AUTHOR: James Wolcott, eccentric wordsmith of Vanity Fair
LENGTH: 1862 words
SUBJECT: Alec Baldwin
OPENING QUESTION: "How did Alec Baldwin achieve this bizarre headlock on our affections?"
ANALOGIES EMPLOYED: "Young Elvis and Old Elvis," English Restoration comedy, bears, baked goods
REFERENCES TO DADAISM: 1
EUPHEMISM FOR 'FAMILY TROUBLES': "acute cabin pressure closer to home"
DESCRIPTIONS OF ALEC BALDWIN: "your new daddy"; "a veteran combatant in the fine art of acrimony, the bruised mascot for the male midlife crisis"; "a cocky brooder"
ALSO: "A chewy chunk of beefsteak"
WHAT BALDWIN DID NOT DO AS HE AGED: "Turn into a steaming cup of coffee ... acquire an armadillo shell ... or become an empty bag of tricks"
WHAT HE DID BECOME: "hirsute," rotund
SPECIAL ACCOMPLISHMENT: "abjuring the dreaded Robin Williams crinkle-­twinkle"

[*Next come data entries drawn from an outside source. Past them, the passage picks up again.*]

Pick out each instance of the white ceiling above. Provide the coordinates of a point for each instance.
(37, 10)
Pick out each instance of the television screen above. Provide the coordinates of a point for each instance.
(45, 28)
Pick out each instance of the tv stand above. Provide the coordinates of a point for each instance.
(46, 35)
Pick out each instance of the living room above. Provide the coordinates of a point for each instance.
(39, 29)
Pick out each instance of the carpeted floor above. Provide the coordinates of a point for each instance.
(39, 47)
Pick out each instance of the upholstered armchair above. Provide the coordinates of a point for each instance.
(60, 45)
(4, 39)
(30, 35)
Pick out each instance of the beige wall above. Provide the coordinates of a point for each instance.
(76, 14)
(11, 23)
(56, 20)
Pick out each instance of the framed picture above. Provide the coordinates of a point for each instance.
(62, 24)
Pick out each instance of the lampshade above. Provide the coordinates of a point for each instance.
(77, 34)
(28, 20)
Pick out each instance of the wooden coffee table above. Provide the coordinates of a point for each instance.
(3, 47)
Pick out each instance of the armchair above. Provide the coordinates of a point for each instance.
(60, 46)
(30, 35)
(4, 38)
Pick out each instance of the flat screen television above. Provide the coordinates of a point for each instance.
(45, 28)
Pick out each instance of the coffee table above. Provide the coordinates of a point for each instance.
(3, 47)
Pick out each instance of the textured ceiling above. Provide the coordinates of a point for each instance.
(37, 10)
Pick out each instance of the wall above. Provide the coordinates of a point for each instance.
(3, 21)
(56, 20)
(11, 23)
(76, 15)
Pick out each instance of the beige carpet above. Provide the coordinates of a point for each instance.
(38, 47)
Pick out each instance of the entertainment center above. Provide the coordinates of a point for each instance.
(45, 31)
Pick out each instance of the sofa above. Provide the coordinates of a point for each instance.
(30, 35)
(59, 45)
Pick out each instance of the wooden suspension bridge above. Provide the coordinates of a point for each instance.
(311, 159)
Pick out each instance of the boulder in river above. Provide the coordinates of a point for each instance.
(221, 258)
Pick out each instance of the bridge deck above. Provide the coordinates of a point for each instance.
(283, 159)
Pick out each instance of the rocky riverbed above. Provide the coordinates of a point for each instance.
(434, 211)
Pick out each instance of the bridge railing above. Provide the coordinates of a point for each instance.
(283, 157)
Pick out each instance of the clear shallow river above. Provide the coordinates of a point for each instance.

SPECIAL ABILITY: He just might be able to "tear somebody in two as if they were a croissant"
THE LAST WORD:
Baldwin can hold his own with anyone on-screen, but he doesn't have that one defining movie and one defining role that fit together like sword and scabbard. He also has a restless intelligence, as evidenced not only by his interviews but also by the book he did with Mark Tabb, A Promise to Ourselves, about fatherhood, divorce, and family law (one of the few celebrity-spawned books with gravitas)--a nervous energy and catholic range of interests which make it harder for him to cool his loafers for hours waiting for the crew to light the freaking set. So perhaps the smoke signals he's sending up about retiring aren't a bluff. But I can't help but think that if he gets the chance to work with Meryl Streep again he won't say no. That would be like turning down dessert, and he's a cat who can't resist cream.